Breathing is difficult for me right now, but it’s not because of fear or excitement. I have just returned from a week in my childhood hometown of Green Bay, Wisconsin, where the temperatures were in the single digits (Farhenheit, alas) and the air so dry that my head decided that breathing was an option it could skip.

The reason for my trip to Titletown was the sudden death of my stepfather, Lyle Lahey, at the age of 81. I spent a week with my siblings helping my mother organize a memorial gathering, as well as trying to deal with all of the post-death details that need attending, such as changing financial account names, notifying Social Security, etc. Though I have always considered myself somewhat of an outsider no matter where I am, I got a reminder of what one can accomplish being an outsider on the inside.

Lyle’s one great period of his life spent outside Wisconsin was in the early 1950s when he served his country during the Korean conflict. Other than that, he spent his life growing up in rural Abrams, Wisconsin, attending university in Madison, and eventually working in first television and then newspapers in Green Bay. For about the last 40 years of his life, he was an editorial cartoonist for the smallest daily newspaper in the country to have its own political cartoonist. In 1997, he published The Packer Chronicles, a book that — in typical Lyle humorous fashion — reprinted his Packer-related cartoons from the team’s bad years, not the championship seasons the team was then enjoying. And for the past seven years, he drew a total of nearly 700 political cartoons that I helped him post online.

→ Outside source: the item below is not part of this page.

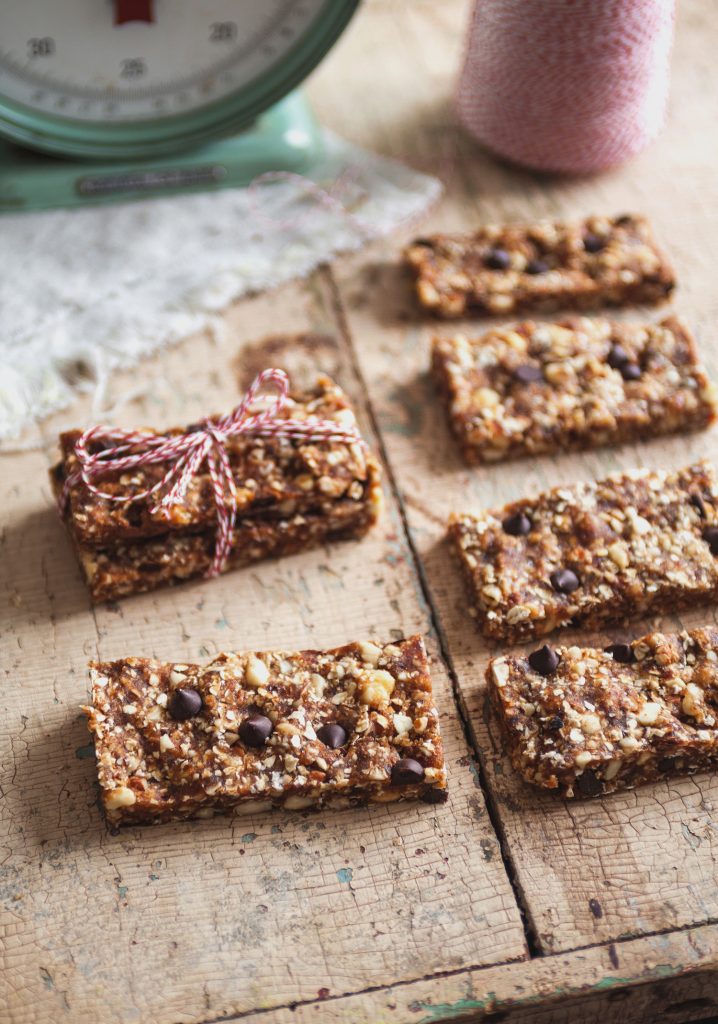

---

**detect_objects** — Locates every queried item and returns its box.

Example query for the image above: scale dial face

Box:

He was a workhorse. For decades until the small daily Green Bay News-Chronicle closed in 2006, he drew political cartoons six or even seven days a week, in addition to editing the paper’s editorial pages. His comics commented on everything from botched police investigations into an auto accident (which resulted in an anonymous caller suggesting the police reenact the accident with Lyle as the victim) to criticism of politicians of both parties. Once, when he mocked George W. Bush, a Vietnam veteran called him up and complained that he hadn’t gone and fought in Vietnam just so Lyle could make fun of our president; Lyle replied, “Well, yes, you did, if you think about it.” Lyle took very seriously his role as a truth-telling political commentator, and he didn’t fight in Korea so that his country could turn into a bunch of servile yes-men.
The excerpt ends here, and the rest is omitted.